We continued the ascent until great Morrow Rock came into view above us, with clouds fragmenting upon contact and drifting over the top. We elected to come back to the rock later in hopes of the fog clearing for a better view. Soon we entered the Giant Forest, which is the exact elevation and climate for monstrous redwood trees.



As we climbed the rock stairway, we felt the clouds rushing through us. It was cold and misty, yet soothing as I breathed in the moist, mountain air. Every so often, there would be a break in the clouds and we could see the valley and road on which we came up. It was too foggy to see the 14,000 ft. high peaks across the way, but it was still incredible to stand out on the cliff and peer over the edge. The final stop in Sequoia was Crescent Meadow, which John Muir called "the gem of the Sierras." Sequoia is full of John Muir quotes and stories. The naturalist and writer once climbed to the top of a tall tree in a thunderstorm to revel in the natural beauty of the wilderness around him. Madness - I had found a new hero. Anyway, the meadow marks a break in the forest roughly the size of a football field, in which lush, emerald grasses grow out of saturated swampland.
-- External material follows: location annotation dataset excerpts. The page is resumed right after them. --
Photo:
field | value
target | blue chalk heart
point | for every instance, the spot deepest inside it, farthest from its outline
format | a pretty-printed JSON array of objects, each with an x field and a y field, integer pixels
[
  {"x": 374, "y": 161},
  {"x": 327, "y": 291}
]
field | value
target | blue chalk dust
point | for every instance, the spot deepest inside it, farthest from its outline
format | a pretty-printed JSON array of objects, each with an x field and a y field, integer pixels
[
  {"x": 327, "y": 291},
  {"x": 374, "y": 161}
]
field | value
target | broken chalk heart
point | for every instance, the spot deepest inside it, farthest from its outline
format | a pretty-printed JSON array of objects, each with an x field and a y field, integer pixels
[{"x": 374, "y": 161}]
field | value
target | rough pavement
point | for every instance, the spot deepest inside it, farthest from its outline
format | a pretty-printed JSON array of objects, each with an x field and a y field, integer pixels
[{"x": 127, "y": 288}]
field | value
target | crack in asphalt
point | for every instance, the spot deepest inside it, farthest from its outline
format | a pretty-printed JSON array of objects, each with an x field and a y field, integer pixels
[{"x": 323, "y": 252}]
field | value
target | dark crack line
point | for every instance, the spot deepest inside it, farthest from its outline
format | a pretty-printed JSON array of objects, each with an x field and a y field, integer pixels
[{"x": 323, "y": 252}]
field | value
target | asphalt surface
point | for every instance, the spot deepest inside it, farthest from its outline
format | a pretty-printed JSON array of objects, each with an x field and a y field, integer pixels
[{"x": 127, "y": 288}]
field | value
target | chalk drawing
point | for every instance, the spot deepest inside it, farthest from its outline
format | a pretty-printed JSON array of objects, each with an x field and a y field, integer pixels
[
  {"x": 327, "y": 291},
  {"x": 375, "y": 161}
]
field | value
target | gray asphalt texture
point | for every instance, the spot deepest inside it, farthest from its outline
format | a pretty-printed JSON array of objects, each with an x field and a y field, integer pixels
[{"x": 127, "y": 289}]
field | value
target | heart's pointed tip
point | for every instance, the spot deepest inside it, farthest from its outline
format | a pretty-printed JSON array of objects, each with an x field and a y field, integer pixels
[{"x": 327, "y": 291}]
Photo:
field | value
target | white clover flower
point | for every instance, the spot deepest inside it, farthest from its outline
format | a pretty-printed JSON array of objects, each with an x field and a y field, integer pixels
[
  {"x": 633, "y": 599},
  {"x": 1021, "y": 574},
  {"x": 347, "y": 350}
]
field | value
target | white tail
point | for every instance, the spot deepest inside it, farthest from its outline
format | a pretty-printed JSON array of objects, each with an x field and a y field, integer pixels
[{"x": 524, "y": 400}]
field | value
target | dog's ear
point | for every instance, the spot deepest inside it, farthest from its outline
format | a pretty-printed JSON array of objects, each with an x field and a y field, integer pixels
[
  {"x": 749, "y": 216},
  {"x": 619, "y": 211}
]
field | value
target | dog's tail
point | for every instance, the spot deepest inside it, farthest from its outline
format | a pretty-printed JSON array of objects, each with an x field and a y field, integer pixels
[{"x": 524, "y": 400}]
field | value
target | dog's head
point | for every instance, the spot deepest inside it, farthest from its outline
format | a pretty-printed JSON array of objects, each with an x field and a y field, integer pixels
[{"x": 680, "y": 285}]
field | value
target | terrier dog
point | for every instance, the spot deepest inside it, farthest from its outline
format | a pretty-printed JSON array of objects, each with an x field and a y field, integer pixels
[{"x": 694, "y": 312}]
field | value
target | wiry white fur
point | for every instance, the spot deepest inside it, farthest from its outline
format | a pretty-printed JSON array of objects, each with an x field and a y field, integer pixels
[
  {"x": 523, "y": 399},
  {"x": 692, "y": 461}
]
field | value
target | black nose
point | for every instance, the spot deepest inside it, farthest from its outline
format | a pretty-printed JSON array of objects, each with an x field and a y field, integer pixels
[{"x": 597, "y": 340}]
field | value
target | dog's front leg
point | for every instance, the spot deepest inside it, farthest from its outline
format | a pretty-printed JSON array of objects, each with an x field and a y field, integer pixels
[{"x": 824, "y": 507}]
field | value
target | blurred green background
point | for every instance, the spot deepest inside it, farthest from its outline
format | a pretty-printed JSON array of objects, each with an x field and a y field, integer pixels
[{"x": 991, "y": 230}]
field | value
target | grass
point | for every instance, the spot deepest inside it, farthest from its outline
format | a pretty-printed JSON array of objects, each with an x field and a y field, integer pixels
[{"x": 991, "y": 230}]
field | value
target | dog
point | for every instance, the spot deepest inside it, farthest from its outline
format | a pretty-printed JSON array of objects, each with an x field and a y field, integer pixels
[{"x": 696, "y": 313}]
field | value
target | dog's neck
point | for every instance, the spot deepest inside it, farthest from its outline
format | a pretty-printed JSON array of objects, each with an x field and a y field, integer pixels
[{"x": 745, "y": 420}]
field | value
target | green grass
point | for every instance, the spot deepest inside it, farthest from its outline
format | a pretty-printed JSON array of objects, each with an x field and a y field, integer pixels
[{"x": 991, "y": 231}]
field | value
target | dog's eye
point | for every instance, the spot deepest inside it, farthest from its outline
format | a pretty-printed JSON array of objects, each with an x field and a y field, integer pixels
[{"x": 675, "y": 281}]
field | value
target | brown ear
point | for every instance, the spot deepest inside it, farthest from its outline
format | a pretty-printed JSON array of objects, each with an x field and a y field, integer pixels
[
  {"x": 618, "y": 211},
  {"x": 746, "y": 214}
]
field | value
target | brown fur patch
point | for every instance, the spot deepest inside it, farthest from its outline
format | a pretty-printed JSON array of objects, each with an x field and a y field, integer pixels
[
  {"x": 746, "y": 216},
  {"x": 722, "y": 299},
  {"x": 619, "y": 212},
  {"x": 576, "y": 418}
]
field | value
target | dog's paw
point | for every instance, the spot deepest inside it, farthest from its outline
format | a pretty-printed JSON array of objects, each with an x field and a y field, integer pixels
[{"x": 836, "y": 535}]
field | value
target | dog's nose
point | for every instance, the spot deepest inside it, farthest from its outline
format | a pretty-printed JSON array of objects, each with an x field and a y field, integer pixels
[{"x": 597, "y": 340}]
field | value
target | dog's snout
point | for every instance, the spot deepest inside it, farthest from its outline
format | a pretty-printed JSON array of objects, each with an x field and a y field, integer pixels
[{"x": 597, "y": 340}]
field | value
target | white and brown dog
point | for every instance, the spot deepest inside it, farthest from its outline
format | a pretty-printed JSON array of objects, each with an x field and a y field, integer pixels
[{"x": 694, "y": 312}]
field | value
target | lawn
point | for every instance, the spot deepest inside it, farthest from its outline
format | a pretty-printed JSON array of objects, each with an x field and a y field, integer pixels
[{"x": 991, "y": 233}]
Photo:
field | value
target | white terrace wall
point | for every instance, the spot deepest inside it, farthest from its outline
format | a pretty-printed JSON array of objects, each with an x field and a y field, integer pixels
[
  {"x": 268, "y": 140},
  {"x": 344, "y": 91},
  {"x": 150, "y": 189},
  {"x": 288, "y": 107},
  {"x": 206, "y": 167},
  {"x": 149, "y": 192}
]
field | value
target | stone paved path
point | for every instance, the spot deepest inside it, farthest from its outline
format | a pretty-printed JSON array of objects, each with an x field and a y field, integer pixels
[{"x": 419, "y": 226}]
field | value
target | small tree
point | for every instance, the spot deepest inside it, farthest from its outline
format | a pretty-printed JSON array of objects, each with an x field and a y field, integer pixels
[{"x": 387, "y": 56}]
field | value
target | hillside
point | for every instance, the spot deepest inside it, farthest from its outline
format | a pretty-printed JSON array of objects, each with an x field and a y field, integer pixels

Tom said the Sierras were called the "range of light." I fully grasped what he was talking about. We walked around the glowing, heavenly meadow and paused at a trout stream where Tom used to fish. Small speckled trout still fought against the current under the small bridge. Blair vowed he could catch one with his bare hands, but Tom and I were too hungry to wait around for such a futile exercise.
Starving, we began the long descent through the park, stopping frequently to examine beautiful dogwood flowers and rare, red snow flowers.